Центр трансгенеза и редактирования генома ИТБМ СПбГУ был создан по приказу №37 от 10.01.2020 ректора СПбГУ Кропачева Н.В. Руководителем центра с момента его создания является Леонова Елена Ивановна, назначенная на должность директора центра этим же приказом. Создание научного коллектива началось с приказа о приеме на работу Леоновой Е.И. от 21.04.2020 № 7866/2 и последующего приказа № 7476/1 от 28.08.2020г. «Об утверждении состава научного коллектива». С момента создания Центра под руководством Леоновой Е.И. ведется активная работа по получению новых трансгенных и нокаутных линий мышей, востребованных в различных научных лабораториях. Используемые в центре методики криоконсервации мышиных эмбрионов и гамет позволяют успешно сохранять полученные линии для дальнейшего использования. Разработаны методики получения рекомбинантных Cas нуклеаз, проведена апробация новых систем генотипирования мышей с короткими делециями в геноме, основанных на оценке коллатеральной активности нуклеазы Cas12a с помощью флуоресцентных зондов.

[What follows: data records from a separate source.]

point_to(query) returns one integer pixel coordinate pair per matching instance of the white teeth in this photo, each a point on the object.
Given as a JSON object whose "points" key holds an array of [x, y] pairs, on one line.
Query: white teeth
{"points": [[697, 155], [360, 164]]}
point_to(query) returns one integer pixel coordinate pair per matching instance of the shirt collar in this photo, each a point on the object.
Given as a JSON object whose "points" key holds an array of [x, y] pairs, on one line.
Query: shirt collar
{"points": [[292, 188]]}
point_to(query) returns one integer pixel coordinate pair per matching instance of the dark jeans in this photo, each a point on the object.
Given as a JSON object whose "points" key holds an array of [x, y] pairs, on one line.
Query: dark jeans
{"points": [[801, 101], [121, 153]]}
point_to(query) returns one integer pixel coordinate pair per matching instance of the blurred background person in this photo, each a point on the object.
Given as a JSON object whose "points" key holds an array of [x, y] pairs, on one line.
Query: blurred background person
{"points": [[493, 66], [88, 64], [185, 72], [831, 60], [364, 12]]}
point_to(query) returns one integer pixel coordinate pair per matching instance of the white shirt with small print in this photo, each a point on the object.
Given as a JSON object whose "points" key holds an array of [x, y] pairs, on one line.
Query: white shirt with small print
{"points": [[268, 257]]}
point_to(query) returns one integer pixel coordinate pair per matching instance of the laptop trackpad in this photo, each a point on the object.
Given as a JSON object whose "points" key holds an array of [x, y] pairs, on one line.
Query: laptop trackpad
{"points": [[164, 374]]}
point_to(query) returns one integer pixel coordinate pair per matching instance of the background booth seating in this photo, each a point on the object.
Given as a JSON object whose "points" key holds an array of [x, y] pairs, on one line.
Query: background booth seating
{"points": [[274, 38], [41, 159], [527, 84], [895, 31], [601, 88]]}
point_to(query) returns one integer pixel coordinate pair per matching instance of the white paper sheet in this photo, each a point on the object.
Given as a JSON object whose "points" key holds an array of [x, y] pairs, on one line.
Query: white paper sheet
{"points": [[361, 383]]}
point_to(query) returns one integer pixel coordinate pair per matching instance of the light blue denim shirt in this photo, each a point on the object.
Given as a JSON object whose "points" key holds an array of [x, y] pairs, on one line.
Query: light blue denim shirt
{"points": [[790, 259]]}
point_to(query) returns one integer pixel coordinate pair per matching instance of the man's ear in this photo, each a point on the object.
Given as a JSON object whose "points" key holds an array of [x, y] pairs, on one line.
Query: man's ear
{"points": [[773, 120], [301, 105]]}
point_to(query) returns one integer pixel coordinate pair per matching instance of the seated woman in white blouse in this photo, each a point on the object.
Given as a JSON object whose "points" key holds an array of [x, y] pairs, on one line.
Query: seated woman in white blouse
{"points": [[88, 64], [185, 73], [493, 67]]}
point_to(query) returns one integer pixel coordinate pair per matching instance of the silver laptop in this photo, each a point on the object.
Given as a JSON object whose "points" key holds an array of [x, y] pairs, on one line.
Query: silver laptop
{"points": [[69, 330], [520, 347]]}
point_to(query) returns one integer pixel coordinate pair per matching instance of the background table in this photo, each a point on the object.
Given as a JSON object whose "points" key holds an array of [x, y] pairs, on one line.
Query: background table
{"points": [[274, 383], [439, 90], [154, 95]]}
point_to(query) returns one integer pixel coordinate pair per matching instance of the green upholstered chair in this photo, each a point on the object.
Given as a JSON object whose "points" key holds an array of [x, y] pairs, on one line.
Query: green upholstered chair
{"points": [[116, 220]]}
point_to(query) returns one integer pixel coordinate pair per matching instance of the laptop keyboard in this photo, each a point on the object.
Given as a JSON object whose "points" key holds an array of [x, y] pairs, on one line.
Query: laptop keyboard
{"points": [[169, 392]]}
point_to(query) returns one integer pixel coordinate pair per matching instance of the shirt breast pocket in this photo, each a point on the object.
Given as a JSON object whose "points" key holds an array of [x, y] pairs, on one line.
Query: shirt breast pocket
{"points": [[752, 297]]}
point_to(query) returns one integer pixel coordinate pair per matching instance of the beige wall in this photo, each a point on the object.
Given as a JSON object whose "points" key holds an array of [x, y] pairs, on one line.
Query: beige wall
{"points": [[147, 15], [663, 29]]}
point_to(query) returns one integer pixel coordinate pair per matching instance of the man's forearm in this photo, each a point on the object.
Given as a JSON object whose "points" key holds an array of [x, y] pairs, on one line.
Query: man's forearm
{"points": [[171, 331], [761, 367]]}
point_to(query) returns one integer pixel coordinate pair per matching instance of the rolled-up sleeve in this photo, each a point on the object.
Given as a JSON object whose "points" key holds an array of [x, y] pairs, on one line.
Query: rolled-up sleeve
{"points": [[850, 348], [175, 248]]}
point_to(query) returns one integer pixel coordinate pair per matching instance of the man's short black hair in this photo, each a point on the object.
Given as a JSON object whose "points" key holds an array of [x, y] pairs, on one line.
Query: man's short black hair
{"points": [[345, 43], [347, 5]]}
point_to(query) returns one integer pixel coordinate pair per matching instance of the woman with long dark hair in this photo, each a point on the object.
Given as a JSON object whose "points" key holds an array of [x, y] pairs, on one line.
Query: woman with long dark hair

В результате исследования в 2024 году были получены следующие научные результаты:
Мы провели биоинформатический анализ, который позволил выбрать оптимальную направляющую РНК для внесения делеций в кодирующую последовательность первого экзона гена comt. Эффективность выбранной направляющей РНК была подтверждена in vitro, после чего были проведены микроинъекции в зиготу смеси направляющей РНК и белка Cas9. Для дальнейшей работы была выбрана мышь F0, мозаичная по делеции 17 п.н. После ряда скрещиваний мы получили линию мышей, гомозиготных по выбранной мутации. У полученной нами линии мышей полностью отсутствуют обе формы КОМТ, так как полученная нами делеция со сдвигом рамки считывания возникла в первом кодирующем экзоне в районе второго стартового кодона, с которого начинается трансляция Р-КОМТ. Было показано, что у мышей данной линии за счет инактивации фермента катехол-О-метилтрансферазы происходит изменение баланса метаболитов нейротрансмиттеров в мозге. В частности, уровень 3,4-дигидроксифенилуксусной кислоты (ДОФУК), ключевого метаболита дофамина, продуцируемого моноаминоксидазой (МАО), был выше в префронтальной коре и в стриатуме у мышей СОМТ КО по сравнению с мышами дикого типа.
Для проведения направленной интеграции трансгена Voltron в геном мыши мы сконструировали плазмиду pVoltron-R26, в которой ген Voltron находится под контролем гибридного промотора CAG, фланкирован последовательностями ROSA26 для проведения гомологичной рекомбинации, а также содержит стоп кассету в промоторной области, фланкированную сайтами LoxP. Эту конструкцию мы инъецировали в цитоплазму зигот мышей вместе с рибонуклеиновым комплексом направляющей sgRNA к локусу ROSA26 и белка Cas9. В итоге родилось 6 детенышей, у двух из которых была выявлена вставка гена с помощью ПЦР анализа, с последующим секвенированием амплифицированнного фрагмента ДНK. Далее полученная нами линия мышей была скрещена с линиями мышей, нокаутных по гену grin3a для получения модельной линии мышей с возможностью оценки изменения активности отдельных нейронов в условиях нарушения кальциевого обмена. Также эта трансгенная линия была использована в качестве исходной для получения мыши с нокаутом гена NOS3. Полученные нами мыши с нокаутом гена NOS3 несли делецию одного нуклеотида, приводящую к возикновению стоп-кодона через два триплета
Была разработана тест система для экспресс-генотипирования мышей, несущих мутации в генах nos3 и pde6b. Данная тест-система основана на in vitro регистрации коллатеральной активности белка Cas12 по эффективности расщепления флуоресцентных репортеров. Полученные нами модели мышей будут использованы в экспериментах по изучению нейрональной активности при нейродегенеративных заболеваний. Создана биоресурсная коллекция криоконсервированных эмбрионов и спермы созданных нами генетически модифицированных нокаутных и трансгенных линий мышей.